From David Halberstam's The Best and the Brightest, 1972:
He learned to love China the hard way, for like Service and other sons of missionaries, there was a certain disillusion in realizing the futility of their parents' work. They knew that whatever else happened, China was not going to be saved and modernized by coming to Jesus Christ; China was China, and Christ was alien, Western, white. But if this was true, then their parents, selfless, decent people, were wasting their lives in at least one sense, and friends thought this accounted for much of the skepticism and irony which marked John Davies' outlook for the rest of his life. Growing up as a young American in China had already made him something of an outsider; now as a young man, jarred loose from the perceptions of his parents, he was even more intellectually and culturally independent at a surprisingly young age. From this would come John Davies the outsider, cool involved intellectually but uninvolved emotionally, the perfect reporter. If anything, he was brought up with a sense of the vastness of China, resistant to outside influence, be it Western Christian or Western capitalist or Western Communist, China determined somehow to come up with its own definition of itself formed on its own terms. It was a brilliant and far-reaching vision, but it did not necessarily serve him well. . . .
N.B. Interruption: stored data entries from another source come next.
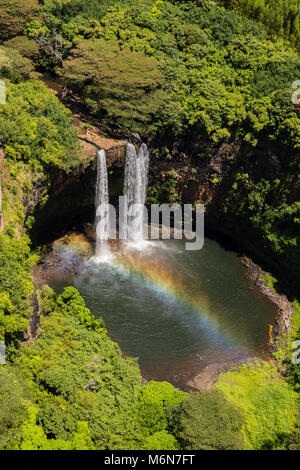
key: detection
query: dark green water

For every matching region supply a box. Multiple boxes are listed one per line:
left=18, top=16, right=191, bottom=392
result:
left=47, top=238, right=276, bottom=386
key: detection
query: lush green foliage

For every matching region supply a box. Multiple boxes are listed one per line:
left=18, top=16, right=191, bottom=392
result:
left=0, top=0, right=299, bottom=451
left=142, top=430, right=179, bottom=450
left=215, top=361, right=299, bottom=449
left=12, top=406, right=96, bottom=450
left=223, top=158, right=300, bottom=262
left=23, top=0, right=300, bottom=145
left=277, top=412, right=300, bottom=450
left=4, top=37, right=39, bottom=61
left=0, top=0, right=40, bottom=41
left=169, top=389, right=245, bottom=450
left=0, top=286, right=187, bottom=450
left=287, top=301, right=300, bottom=393
left=0, top=47, right=33, bottom=83
left=0, top=234, right=37, bottom=355
left=0, top=366, right=30, bottom=449
left=221, top=0, right=300, bottom=51
left=0, top=80, right=80, bottom=171
left=60, top=38, right=165, bottom=133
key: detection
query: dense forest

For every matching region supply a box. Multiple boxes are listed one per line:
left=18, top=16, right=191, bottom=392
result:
left=0, top=0, right=299, bottom=451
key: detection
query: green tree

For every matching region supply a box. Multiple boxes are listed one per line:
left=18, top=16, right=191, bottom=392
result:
left=0, top=0, right=40, bottom=41
left=0, top=80, right=80, bottom=171
left=170, top=390, right=245, bottom=450
left=57, top=286, right=106, bottom=332
left=216, top=362, right=299, bottom=449
left=60, top=38, right=165, bottom=135
left=142, top=430, right=180, bottom=450
left=0, top=366, right=30, bottom=449
left=0, top=47, right=33, bottom=83
left=0, top=292, right=28, bottom=342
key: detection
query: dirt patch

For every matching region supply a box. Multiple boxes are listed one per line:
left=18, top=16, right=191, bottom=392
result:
left=78, top=128, right=126, bottom=165
left=186, top=355, right=261, bottom=390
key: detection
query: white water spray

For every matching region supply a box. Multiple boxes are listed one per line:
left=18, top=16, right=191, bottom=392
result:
left=93, top=149, right=112, bottom=262
left=123, top=142, right=150, bottom=246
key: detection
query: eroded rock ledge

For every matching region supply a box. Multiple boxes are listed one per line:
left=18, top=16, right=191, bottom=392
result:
left=240, top=256, right=295, bottom=353
left=79, top=129, right=126, bottom=166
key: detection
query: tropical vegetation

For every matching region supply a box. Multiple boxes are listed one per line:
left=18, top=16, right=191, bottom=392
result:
left=0, top=0, right=299, bottom=451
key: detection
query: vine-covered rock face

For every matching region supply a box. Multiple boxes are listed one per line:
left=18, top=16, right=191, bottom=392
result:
left=149, top=136, right=300, bottom=294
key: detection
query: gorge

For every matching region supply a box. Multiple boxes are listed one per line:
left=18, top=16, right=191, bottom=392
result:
left=0, top=0, right=299, bottom=452
left=38, top=137, right=278, bottom=390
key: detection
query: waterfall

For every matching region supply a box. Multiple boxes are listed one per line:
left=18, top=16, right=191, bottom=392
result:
left=123, top=142, right=149, bottom=245
left=94, top=148, right=111, bottom=261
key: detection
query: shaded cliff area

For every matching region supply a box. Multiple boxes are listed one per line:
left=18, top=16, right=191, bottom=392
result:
left=28, top=129, right=299, bottom=297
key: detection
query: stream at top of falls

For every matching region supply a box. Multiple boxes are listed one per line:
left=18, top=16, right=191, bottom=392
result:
left=45, top=234, right=276, bottom=389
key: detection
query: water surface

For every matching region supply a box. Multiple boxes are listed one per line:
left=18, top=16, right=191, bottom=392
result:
left=47, top=237, right=276, bottom=387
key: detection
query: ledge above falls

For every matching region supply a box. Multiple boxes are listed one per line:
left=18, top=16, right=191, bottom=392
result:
left=79, top=129, right=126, bottom=167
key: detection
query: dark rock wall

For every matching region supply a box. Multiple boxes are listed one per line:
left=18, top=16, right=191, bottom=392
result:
left=28, top=137, right=299, bottom=294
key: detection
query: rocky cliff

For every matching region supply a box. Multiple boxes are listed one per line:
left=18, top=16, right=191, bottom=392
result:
left=27, top=125, right=299, bottom=296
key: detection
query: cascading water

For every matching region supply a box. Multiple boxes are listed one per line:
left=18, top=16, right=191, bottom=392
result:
left=93, top=148, right=111, bottom=262
left=123, top=142, right=149, bottom=245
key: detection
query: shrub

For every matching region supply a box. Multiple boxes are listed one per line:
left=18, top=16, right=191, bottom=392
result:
left=0, top=366, right=30, bottom=449
left=215, top=361, right=299, bottom=449
left=60, top=38, right=165, bottom=135
left=142, top=430, right=180, bottom=450
left=0, top=0, right=40, bottom=41
left=4, top=37, right=40, bottom=60
left=0, top=47, right=33, bottom=83
left=169, top=389, right=245, bottom=450
left=135, top=381, right=187, bottom=437
left=0, top=80, right=80, bottom=171
left=41, top=366, right=83, bottom=399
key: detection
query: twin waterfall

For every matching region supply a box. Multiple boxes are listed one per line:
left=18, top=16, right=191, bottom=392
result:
left=94, top=141, right=149, bottom=261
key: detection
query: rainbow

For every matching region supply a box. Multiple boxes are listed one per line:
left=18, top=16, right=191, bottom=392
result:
left=54, top=235, right=246, bottom=348
left=108, top=249, right=237, bottom=346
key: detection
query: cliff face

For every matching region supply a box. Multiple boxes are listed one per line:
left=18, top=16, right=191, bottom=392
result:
left=27, top=131, right=299, bottom=293
left=148, top=137, right=299, bottom=293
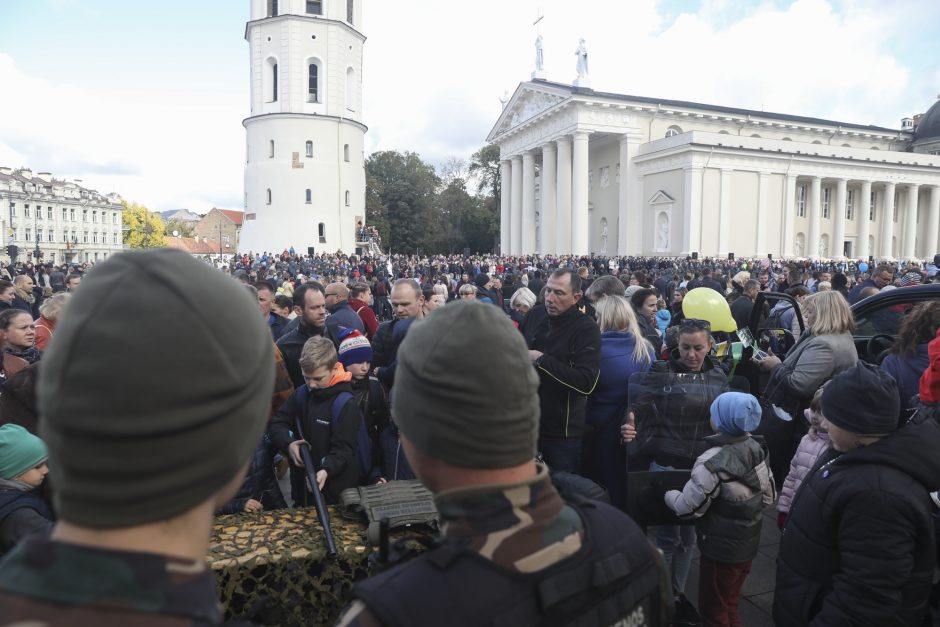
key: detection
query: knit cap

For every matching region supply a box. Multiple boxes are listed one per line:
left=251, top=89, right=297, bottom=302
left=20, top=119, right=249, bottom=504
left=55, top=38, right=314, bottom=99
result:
left=822, top=362, right=899, bottom=436
left=899, top=271, right=922, bottom=287
left=393, top=300, right=539, bottom=469
left=337, top=327, right=373, bottom=367
left=38, top=249, right=275, bottom=528
left=709, top=392, right=762, bottom=436
left=920, top=327, right=940, bottom=403
left=0, top=424, right=47, bottom=480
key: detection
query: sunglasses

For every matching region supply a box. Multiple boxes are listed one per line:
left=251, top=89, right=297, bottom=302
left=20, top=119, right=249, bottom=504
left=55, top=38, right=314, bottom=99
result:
left=679, top=318, right=711, bottom=332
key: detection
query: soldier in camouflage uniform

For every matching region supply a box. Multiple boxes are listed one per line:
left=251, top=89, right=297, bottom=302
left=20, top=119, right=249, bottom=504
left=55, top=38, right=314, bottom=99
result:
left=335, top=300, right=671, bottom=627
left=0, top=249, right=275, bottom=626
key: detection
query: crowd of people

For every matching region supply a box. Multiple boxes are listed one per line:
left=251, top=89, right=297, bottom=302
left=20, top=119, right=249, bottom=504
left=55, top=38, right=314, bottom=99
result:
left=0, top=247, right=938, bottom=626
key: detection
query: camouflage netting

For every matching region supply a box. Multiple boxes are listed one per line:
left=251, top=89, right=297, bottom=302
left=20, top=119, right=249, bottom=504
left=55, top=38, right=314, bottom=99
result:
left=208, top=506, right=427, bottom=627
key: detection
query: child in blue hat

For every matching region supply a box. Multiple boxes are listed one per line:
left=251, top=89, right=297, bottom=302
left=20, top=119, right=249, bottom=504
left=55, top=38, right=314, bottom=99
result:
left=664, top=392, right=776, bottom=626
left=0, top=424, right=54, bottom=555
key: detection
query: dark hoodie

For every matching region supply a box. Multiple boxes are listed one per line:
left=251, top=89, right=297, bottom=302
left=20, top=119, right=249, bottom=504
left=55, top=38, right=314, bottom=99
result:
left=774, top=417, right=940, bottom=626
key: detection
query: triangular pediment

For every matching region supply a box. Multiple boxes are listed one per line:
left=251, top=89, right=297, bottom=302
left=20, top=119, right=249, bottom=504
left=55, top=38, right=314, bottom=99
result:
left=648, top=190, right=675, bottom=205
left=487, top=82, right=572, bottom=142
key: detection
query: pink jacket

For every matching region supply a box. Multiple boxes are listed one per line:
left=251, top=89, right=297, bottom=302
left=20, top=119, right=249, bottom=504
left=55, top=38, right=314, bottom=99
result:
left=777, top=430, right=830, bottom=513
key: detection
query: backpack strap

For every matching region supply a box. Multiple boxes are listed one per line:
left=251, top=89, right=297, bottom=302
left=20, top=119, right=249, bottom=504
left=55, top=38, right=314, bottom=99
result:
left=331, top=391, right=355, bottom=426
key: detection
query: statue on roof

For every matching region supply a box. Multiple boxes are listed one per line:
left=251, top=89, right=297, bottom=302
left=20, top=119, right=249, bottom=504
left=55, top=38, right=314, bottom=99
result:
left=575, top=38, right=588, bottom=78
left=535, top=35, right=544, bottom=72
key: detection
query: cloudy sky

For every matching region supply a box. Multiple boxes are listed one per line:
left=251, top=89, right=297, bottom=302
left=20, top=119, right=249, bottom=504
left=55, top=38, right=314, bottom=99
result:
left=0, top=0, right=938, bottom=213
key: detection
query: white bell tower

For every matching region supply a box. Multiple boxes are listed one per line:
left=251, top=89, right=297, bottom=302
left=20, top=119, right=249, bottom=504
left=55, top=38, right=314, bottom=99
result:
left=240, top=0, right=367, bottom=255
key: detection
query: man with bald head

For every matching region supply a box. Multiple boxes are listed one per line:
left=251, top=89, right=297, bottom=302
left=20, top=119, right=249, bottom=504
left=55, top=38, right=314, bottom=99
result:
left=371, top=280, right=425, bottom=369
left=324, top=281, right=366, bottom=337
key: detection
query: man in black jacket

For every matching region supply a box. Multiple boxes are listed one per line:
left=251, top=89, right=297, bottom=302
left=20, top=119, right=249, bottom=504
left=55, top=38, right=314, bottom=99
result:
left=276, top=282, right=337, bottom=388
left=527, top=269, right=600, bottom=473
left=774, top=363, right=940, bottom=626
left=371, top=280, right=424, bottom=369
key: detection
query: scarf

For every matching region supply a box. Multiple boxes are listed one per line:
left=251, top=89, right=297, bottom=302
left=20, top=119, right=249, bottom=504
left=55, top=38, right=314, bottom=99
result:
left=0, top=476, right=34, bottom=492
left=6, top=346, right=41, bottom=365
left=14, top=287, right=35, bottom=305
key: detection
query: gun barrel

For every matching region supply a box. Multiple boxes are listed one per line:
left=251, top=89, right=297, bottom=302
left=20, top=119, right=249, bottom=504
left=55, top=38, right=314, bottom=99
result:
left=296, top=422, right=338, bottom=557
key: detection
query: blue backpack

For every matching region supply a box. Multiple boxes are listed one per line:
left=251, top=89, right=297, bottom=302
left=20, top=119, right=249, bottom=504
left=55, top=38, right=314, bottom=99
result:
left=294, top=386, right=373, bottom=479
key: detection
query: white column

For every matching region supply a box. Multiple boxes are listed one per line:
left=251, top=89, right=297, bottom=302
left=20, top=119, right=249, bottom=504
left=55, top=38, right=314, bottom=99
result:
left=499, top=160, right=511, bottom=255
left=756, top=172, right=769, bottom=256
left=807, top=176, right=821, bottom=258
left=927, top=186, right=940, bottom=258
left=618, top=135, right=638, bottom=255
left=833, top=178, right=847, bottom=259
left=880, top=182, right=896, bottom=259
left=903, top=184, right=920, bottom=260
left=510, top=156, right=522, bottom=255
left=782, top=174, right=796, bottom=257
left=682, top=166, right=703, bottom=256
left=571, top=131, right=590, bottom=255
left=857, top=180, right=872, bottom=259
left=521, top=151, right=536, bottom=254
left=718, top=168, right=733, bottom=256
left=555, top=137, right=572, bottom=254
left=540, top=143, right=557, bottom=255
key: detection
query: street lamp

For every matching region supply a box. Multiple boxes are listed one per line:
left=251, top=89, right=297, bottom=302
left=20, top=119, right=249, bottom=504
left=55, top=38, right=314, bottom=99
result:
left=218, top=210, right=223, bottom=264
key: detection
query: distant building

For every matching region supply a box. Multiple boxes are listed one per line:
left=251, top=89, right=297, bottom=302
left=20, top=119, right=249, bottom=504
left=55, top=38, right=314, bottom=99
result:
left=162, top=208, right=204, bottom=230
left=194, top=208, right=243, bottom=256
left=238, top=0, right=367, bottom=255
left=165, top=235, right=233, bottom=259
left=0, top=166, right=125, bottom=264
left=490, top=79, right=940, bottom=260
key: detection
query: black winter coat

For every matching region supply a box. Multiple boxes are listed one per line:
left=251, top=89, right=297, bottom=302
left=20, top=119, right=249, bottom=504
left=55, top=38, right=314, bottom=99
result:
left=268, top=381, right=361, bottom=503
left=774, top=417, right=940, bottom=626
left=528, top=305, right=601, bottom=439
left=275, top=321, right=337, bottom=388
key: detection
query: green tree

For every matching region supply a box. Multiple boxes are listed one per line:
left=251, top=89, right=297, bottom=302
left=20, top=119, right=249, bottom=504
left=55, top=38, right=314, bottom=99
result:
left=164, top=220, right=194, bottom=238
left=365, top=151, right=439, bottom=253
left=469, top=143, right=501, bottom=199
left=122, top=200, right=167, bottom=248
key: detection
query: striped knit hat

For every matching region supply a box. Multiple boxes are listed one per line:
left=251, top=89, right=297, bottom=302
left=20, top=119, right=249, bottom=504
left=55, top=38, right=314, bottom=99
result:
left=337, top=327, right=373, bottom=367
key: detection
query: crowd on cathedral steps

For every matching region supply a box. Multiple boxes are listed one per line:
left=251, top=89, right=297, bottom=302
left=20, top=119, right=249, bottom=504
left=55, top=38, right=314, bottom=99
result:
left=0, top=248, right=937, bottom=627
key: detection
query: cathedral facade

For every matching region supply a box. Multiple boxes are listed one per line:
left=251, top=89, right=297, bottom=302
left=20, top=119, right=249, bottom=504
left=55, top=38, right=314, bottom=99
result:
left=489, top=79, right=940, bottom=260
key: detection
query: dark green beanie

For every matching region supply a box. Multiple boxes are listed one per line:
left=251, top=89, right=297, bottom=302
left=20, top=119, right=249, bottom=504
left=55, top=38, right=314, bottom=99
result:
left=38, top=249, right=274, bottom=528
left=393, top=300, right=539, bottom=469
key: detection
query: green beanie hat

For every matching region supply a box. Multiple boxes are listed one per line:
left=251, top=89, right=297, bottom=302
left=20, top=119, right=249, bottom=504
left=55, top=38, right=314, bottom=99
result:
left=393, top=300, right=539, bottom=469
left=38, top=249, right=275, bottom=528
left=0, top=424, right=47, bottom=480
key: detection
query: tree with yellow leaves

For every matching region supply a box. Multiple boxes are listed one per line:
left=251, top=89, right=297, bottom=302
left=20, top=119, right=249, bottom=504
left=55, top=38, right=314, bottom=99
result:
left=122, top=200, right=167, bottom=248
To his contemporaries he symbolized what the foreign service should be, expert, analytical and brave, and above all, perfectly prepared for what he was doing. He knew China, the people, the language, and he watched the revolution sweeping the country. It was, he would say then and later, an implosion, not an explosion, that is, the collapsing inward of a civilization, a nation shutting itself off from the world, determining within itself its destiny. He was with General Joe Stilwell in 1938 as the Japanese marched south, ravaging whatever was in their way. He was puzzled as to why a civilized people like the Japanese would commit such atrocities, and pondered it for some time. Part of the answer, he decided, was that the troops were simply motivated by duty to their emperor; the second reason, more interesting in the light of events thirty years later in Vietnam, was "the idealistic belief that the mission is also a crusade to liberate the Chinese people from the oppression of their own rulers." When the Chinese peasants showed signs of resenting this liberation "it is a shocking rejection of his idealism," and the Japanese soldier raged against "the people who he believes have denied him his chivalry."